My Lords, this is largely a group of government technical amendments, interspersed with amendments from noble Lords probing important aspects. On Clause 69, my noble friend Lord Patel’s Amendments 105AA and 105CA would ensure that local authority safeguarding inquiries do apply to adults in bail accommodation and, in respect of Safeguarding Adults Boards, would enable prison governors or other prison staff to be members of the board.
Government amendments 105B and 105D address those issues. On safeguarding inquiries, the Government’s proposal to allow SABs to provide advice and assistance to persons in bail accommodation is a compromise. My noble friend has argued that that is not good enough and we strongly support that view. How can local authorities have premises in their areas where abuse or neglect could occur and not have a duty to conduct a safeguarding inquiry?
On prison governors being members of Safeguarding Adults Boards, my noble friend is exploring ways in which governors and prison staff can best participate in and learn about the board’s role and work. I look forward to the Minister’s response on how she thinks the Government’s amendments best facilitate this.

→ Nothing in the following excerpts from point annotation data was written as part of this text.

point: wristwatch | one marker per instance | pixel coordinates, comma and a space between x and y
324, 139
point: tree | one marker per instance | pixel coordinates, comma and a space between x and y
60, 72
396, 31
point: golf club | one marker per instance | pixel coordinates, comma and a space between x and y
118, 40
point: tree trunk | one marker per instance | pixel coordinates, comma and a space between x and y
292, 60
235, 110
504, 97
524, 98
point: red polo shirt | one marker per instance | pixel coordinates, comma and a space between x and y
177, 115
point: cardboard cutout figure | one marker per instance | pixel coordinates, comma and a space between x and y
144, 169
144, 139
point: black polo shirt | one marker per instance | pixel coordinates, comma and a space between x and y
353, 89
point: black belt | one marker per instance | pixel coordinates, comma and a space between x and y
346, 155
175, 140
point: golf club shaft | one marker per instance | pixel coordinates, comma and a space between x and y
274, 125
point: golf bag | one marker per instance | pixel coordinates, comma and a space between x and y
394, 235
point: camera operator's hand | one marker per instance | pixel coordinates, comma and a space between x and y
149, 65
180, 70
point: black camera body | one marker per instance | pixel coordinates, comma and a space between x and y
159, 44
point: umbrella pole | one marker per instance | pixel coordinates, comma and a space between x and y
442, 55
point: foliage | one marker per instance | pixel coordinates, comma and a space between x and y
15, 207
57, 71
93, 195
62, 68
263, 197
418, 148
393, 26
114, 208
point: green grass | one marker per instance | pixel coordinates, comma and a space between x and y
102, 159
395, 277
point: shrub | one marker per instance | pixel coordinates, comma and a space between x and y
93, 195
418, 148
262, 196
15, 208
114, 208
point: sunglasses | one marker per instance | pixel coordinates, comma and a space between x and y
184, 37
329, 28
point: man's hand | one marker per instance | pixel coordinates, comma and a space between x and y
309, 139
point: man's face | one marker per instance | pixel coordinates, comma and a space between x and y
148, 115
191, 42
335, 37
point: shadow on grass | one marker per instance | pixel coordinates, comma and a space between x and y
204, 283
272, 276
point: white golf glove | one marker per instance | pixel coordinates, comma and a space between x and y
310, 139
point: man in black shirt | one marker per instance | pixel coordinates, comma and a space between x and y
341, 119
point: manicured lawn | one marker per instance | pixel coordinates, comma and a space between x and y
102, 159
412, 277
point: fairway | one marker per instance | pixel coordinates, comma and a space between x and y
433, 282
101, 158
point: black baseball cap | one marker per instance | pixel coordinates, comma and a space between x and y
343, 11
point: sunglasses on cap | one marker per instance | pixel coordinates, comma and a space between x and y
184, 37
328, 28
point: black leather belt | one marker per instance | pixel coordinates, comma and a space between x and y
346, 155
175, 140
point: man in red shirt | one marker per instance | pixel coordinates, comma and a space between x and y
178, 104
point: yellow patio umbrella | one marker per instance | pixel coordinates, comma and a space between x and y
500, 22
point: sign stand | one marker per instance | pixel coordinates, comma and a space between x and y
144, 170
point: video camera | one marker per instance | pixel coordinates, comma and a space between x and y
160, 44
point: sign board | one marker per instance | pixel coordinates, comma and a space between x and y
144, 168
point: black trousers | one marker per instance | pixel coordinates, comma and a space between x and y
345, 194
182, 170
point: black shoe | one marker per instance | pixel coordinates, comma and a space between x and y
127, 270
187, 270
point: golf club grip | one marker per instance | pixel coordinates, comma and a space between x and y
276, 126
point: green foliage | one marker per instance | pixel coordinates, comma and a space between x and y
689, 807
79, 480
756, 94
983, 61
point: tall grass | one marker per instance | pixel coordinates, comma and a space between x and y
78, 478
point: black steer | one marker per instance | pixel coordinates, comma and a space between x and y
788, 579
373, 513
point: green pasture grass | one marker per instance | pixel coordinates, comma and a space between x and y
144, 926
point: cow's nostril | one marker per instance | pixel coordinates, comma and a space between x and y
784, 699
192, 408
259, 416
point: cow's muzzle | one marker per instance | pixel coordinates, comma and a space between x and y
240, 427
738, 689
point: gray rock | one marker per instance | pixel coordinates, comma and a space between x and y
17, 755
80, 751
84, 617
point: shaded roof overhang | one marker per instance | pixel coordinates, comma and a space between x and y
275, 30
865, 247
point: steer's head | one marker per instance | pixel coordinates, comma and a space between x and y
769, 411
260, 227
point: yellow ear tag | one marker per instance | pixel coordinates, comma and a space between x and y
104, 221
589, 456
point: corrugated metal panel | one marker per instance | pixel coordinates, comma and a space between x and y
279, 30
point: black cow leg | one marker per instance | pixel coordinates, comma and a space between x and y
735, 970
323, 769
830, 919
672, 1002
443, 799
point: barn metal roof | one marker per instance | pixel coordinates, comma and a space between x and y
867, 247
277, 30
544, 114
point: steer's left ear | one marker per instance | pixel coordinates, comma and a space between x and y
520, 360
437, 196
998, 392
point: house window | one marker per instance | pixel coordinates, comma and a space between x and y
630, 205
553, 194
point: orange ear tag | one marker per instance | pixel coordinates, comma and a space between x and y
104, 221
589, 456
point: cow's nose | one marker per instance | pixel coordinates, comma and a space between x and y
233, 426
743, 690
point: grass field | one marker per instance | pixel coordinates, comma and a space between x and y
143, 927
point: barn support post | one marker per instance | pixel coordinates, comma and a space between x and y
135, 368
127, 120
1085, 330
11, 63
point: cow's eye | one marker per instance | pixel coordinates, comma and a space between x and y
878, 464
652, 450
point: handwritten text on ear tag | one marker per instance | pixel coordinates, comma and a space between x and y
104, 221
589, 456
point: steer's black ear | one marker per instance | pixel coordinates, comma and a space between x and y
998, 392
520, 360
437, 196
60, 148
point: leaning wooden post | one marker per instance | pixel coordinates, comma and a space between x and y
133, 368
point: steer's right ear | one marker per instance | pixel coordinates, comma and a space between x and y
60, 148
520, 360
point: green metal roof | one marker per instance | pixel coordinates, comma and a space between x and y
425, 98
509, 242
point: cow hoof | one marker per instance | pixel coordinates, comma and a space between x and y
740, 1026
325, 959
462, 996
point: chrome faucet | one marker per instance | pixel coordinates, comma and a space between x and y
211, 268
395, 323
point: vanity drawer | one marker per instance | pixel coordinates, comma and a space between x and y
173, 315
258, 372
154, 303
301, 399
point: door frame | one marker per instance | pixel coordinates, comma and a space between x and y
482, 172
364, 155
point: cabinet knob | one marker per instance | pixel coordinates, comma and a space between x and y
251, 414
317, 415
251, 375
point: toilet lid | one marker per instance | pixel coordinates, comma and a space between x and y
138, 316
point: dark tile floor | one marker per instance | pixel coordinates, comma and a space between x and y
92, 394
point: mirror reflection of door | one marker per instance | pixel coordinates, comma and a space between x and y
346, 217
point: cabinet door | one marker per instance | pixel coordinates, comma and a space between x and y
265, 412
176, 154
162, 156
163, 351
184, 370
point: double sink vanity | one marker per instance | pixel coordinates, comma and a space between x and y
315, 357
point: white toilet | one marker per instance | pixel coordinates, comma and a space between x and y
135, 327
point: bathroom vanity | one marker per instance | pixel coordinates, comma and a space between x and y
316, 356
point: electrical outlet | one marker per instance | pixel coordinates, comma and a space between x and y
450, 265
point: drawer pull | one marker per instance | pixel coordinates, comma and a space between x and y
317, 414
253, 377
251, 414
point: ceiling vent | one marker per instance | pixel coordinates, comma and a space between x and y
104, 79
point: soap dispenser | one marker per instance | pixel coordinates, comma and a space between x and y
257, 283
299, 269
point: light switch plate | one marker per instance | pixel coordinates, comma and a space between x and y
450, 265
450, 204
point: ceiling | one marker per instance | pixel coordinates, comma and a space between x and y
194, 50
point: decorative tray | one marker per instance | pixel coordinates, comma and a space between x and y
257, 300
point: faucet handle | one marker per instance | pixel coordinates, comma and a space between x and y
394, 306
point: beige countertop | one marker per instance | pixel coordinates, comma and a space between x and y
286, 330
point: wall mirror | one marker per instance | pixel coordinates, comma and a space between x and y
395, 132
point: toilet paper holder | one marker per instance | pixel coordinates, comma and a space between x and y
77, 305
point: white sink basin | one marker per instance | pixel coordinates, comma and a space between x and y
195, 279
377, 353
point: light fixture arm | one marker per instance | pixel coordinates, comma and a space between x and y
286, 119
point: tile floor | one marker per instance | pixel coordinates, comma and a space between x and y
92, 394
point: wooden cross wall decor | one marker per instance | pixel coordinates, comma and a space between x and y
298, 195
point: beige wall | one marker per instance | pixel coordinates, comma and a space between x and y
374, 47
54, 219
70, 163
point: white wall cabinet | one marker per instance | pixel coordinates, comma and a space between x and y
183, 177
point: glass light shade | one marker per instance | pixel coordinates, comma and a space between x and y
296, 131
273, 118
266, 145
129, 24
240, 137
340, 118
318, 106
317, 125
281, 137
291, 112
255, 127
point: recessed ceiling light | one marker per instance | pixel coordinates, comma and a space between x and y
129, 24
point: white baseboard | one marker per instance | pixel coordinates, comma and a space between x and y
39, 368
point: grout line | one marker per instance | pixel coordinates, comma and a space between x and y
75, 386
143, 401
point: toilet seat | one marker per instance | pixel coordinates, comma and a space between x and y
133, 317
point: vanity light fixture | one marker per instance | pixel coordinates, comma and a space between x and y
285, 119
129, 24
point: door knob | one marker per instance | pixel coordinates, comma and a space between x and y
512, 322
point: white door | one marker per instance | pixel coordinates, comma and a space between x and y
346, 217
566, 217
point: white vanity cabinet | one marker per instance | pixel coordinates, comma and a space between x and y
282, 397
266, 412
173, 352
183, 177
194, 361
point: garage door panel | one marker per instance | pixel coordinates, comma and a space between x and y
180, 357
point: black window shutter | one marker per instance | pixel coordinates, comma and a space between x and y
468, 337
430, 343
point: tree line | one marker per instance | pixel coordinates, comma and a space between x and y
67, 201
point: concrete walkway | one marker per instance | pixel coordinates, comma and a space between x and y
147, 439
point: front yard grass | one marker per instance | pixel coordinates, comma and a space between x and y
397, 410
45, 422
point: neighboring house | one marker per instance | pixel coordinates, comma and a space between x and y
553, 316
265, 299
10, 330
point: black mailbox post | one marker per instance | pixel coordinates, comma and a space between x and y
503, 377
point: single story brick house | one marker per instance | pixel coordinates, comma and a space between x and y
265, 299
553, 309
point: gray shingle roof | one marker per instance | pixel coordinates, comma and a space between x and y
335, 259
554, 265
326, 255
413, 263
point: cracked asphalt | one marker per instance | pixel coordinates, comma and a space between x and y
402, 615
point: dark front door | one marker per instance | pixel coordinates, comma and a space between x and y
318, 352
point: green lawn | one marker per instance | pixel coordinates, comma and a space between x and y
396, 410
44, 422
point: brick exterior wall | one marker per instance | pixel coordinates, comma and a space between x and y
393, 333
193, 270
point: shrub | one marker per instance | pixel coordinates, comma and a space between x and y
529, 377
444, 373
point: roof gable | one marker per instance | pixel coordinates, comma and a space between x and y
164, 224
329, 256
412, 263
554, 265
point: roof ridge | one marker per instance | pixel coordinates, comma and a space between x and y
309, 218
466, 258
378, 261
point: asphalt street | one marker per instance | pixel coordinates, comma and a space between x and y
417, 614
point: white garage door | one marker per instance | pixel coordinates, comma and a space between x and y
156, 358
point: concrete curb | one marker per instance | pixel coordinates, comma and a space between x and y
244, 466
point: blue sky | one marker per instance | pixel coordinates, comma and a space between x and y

The remaining Clause 69 government amendments include a number of tidying-up measures which we support to reduce the burden on local authorities, such as clarifying local authority ordinary residence rules in relation to bail accommodation, explicitly exempting prisons and bail accommodation from local authority safeguarding adults reviews, and minor technical amendments to change the general language relating to the clause.
Under Clause 71 and Amendment 105Q from the noble Baroness, Lady Browning, we return again to the Secretary of State’s powers in relation to local authorities and NHS bodies. Both the noble Baroness and my noble friend Lord Touhig make a strong case for statutory guidance previously in place to continue to apply under the new legislation until the Secretary of State declares otherwise. The noble Lord and noble Baroness, as usual, speak strongly on autism and the Autism Act being embedded in the new legislation. However, there is a wider issue of ensuring that the Secretary of State retains ultimate responsibility, arguably more important than ever with the tendency of our current Secretary of State to hover above it all and act as if everybody else is responsible but him.
Amendment 105R of the noble Lord, Lord Low, to Clause 72 seeks to prevent a local authority from being able to delegate functions on its behalf under this part of the Bill. He is right to be cautious about how the local authority powers under this clause are used. I look forward to the Minister’s response to the amendment.
Finally, under government Amendment 105V in this group, I again raise an issue that I spoke of during last week’s safeguarding debate on the provider failure provisions under Clauses 47 to 49, designed to address responsibilities and actions in any future provider collapse, such as we saw most recently with Southern Cross residential care homes. The Lords Delegated Powers Committee expressed concern at the Bill’s failure to define what is meant by both “business failure” and “market failure”. Although I got an answer in passing in the following debate when the noble Earl the Minister responded to a question about provider failure from the noble and learned Lord, Lord Mackay, I would appreciate the Minister explaining today in more detail why the Government have chosen regulations to address these two issues, which are fundamental to the operation of the provider failure provisions of the Bill, rather than include the definitions in the Bill.